Cloud Payment API
One request. Every terminal.
Problem
Every new payment terminal required a rebuild of the POS system and a physical rollout to every restaurant. When we added Nuvei, Dejavoo, Windcave, Adyen, and Stripe, each had a completely different API format, different authentication, different webhook structures. Without a standard layer, adding one provider meant changing everything.
What I built
The Cloud Payment API, a middleware layer that sits between all POS systems and all payment terminal providers.
The POS sends one standard request with device ID, amount, currency, and unique order reference. Cloud API reads the device ID, identifies the provider from the prefix, translates the request to that provider's format, XML for Windcave, JSON for Nuvei and Dejavoo, and routes to the correct terminal.
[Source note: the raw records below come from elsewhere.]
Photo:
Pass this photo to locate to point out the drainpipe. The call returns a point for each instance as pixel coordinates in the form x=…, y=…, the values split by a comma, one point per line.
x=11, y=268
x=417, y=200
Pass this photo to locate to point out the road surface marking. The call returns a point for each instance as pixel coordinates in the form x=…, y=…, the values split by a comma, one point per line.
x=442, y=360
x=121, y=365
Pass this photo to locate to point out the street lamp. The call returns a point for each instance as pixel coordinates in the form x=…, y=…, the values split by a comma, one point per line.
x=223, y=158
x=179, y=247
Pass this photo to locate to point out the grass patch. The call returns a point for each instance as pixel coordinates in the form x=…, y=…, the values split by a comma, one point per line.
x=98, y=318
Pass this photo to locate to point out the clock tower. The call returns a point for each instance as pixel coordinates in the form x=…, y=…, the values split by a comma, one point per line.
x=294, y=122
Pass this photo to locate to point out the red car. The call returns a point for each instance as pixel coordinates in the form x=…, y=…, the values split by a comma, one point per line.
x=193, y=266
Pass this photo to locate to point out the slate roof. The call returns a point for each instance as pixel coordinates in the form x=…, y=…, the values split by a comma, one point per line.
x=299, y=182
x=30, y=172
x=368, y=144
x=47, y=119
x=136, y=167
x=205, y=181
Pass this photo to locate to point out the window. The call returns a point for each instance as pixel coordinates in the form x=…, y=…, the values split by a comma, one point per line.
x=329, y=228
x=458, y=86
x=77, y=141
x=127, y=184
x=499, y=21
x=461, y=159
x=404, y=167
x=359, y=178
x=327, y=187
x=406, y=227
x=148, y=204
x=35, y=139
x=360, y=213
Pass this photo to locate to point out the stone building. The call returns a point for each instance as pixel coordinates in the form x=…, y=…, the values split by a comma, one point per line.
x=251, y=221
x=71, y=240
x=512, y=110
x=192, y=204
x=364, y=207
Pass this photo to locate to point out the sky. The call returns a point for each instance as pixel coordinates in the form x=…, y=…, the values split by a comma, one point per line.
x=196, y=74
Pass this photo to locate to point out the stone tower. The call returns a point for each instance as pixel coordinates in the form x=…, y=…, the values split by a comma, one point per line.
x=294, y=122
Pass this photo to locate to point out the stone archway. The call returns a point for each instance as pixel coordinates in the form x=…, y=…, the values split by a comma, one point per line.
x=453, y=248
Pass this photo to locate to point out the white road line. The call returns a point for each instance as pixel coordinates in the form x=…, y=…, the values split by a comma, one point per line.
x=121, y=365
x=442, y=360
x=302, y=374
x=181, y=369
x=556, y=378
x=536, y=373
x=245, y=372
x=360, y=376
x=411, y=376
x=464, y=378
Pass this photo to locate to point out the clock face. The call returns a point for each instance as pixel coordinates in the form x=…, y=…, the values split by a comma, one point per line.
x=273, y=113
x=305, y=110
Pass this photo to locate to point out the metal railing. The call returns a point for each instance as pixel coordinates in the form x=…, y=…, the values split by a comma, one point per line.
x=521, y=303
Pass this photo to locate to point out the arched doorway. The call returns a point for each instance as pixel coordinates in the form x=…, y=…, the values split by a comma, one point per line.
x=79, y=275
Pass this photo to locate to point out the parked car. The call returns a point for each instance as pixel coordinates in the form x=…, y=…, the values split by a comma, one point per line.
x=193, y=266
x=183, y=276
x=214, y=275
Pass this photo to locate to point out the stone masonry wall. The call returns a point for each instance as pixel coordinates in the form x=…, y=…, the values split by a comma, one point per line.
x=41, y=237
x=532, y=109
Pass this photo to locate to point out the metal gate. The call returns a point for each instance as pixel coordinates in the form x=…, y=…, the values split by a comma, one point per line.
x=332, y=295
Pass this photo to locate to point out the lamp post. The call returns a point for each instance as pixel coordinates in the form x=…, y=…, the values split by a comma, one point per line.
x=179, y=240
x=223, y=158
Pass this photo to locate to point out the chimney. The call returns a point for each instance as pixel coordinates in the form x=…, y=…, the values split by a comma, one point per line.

The terminal activates, customer taps their card, and the provider fires a webhook back to our callback URL.
Cloud API stores the status in DynamoDB. The kiosk polls our status endpoint every few seconds and picks up the result. Foodhub never sees card data at any point, tokenisation happens at the terminal via P2PE.
Adding a new provider became a translation layer only. The POS system never needed to change.
I also personally reviewed API documentation for every integration, mapped fields, identified gaps, for example stripping the nuvei prefix from device IDs before sending as TPN, and wrote engineering specs directly without needing the EM to interpret for me.
Key decisions
Abstract all providers behind one standard interface. Use device ID prefix routing so the POS never needs provider awareness. Webhooks as primary status mechanism with polling as safety net.
Outcome
Added Nuvei, Dejavoo, Windcave, Adyen via Datman, and Stripe without changing EPOS or Kiosk code once. Delivered integrations 85 percent faster than industry benchmark. Foodhub never handles card data in any flow, fully P2PE compliant.